About 400 people rallied in Seattle on January 12 for a city ordinance that will raise the minimum wage to $15 an hour. Organizers called it a launch rally to “put Seattle’s establishment on notice: we want $15 and we want it NOW!”
The rally was organized by 15 Now, a Seattle based coalition organized to make sure that the city’s minimum wage gets raised to $15 and that the raise gets implemented immediately.
Seattle’s mayor-elect Ed Murray, who supports a $15 minimum wage, appointed a task force of business and labor leaders in December to determine how the city will increase its minimum wage to $15 an hour.
Murray told Salon’s Josh Eidelson that he wants the task force to develop a $15 minimum wage ordinance that he could present to the City Council in four months. He also said that he was willing to be flexible about how to get to $15 an hour.
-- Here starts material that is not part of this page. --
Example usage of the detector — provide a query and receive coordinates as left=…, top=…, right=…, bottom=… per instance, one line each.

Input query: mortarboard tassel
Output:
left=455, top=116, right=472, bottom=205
But flexibility was not on the minds of those who rallied for $15 Now.
“They’ve already started talking about phasing it in over many, many years,” said Kshama Sawant, the newly elected socialist City Council member. “We don’t want any phasing in.”
Sawant, a leader of the Socialist Alternative, ran on a platform that promised to raise the minimum wage to $15 an hour, implement rent control, and tax millionaires to fund public transportation, education, and other public services.
Sawant has also been pushing Mayor Murray to expand minimum wage coverage in other ways.
Murray announced earlier in January that he had signed an executive order instructing city department heads to develop plans for paying all city workers at least $15 an hour. When those plans become effective, about 600 city workers will get raises.
Shortly after the announcement, Sawant issued a media statement urging the mayor to extend the $15 minimum wage to workers who work the city’s subcontractors.
“I appeal to Mayor Murray to insist that the thousands of city subcontractor employees not covered by today’s order also be raised to a minimum of $15,” said Sawant in the statement.
In the same statement, Sawant said that the most important reason that leaders like Murray are taking steps to increase the minimum wage is the growing grassroots movement for improving pay for low-wage workers.
She pointed to the recent strikes of fast-food and other low-wage workers and a recent referendum victory in the Seattle suburb of SeaTac that raised the minimum wage for workers in that suburb to $15 an hour.
The referendum victory was marked by a people-to-people campaign that saw workers like Abdirahman Abdullahi, a Somali immigrant who works for Hertz, the car rental company, go door-to-door in working class neighborhoods explaining the referendum and urging other workers to vote.
The campaign was largely funded by labor unions, primarily SEIU and the Teamsters. Working Washington, a coalition of community, civil rights, people of faith, and unions, also made significant funding and organizational contributions.
Like the SeaTac referendum campaign, 15 Now has close ties with organized labor. It has been endorsed by SEIU, AFSCME Local 1488, IBEW Local 46, the International Union of Operating Engineers, and SEIU Healthcare NW.
In addition to labor, 15 Now has a wide range of community support including Puget Sound Advocates for Retirement Action, Transit Riders Union, Somali American Public Affairs Council, Washington Community Action Network, and Socialist Alternative.
15 Now also has plans to expand its campaign to the national stage.
“A $15 minimum wage in Seattle will lay the groundwork for workers, activists, and unions across the country to fight for a living wage,” reads a statement on the coalition’s website.
Sensing that the demand for a $15 minimum wage may be growing, opponents have been raising unusual concern for the poor by arguing that such an increase would eliminate jobs and ultimately hurt low-wage workers.
But others are arguing that such a boost would generate, not eliminate jobs.
Nick Hanauer, a successful venture capitalist living in Seattle, recently wrote in Bloomberg that a minimum wage of $15 an hour would inject $450 billion a year into the economy, giving low-wage workers more purchasing power and ultimately benefitting businesses that sell goods to them.
Dean Baker, noted economist with the Center for Economic Policy Research, back in September wrote that,
A full-time worker who sees her pay go from $7.25 an hour to $15 an hour will have another $15,000 to spend each year. This money may go to hire childcare workers for her children, home health care workers for parents, or be spent in thousands of other ways. Higher pay in the fast-food industry might lead to an economy in which we have fewer people working in the fast-food industry but many more people working in other industries.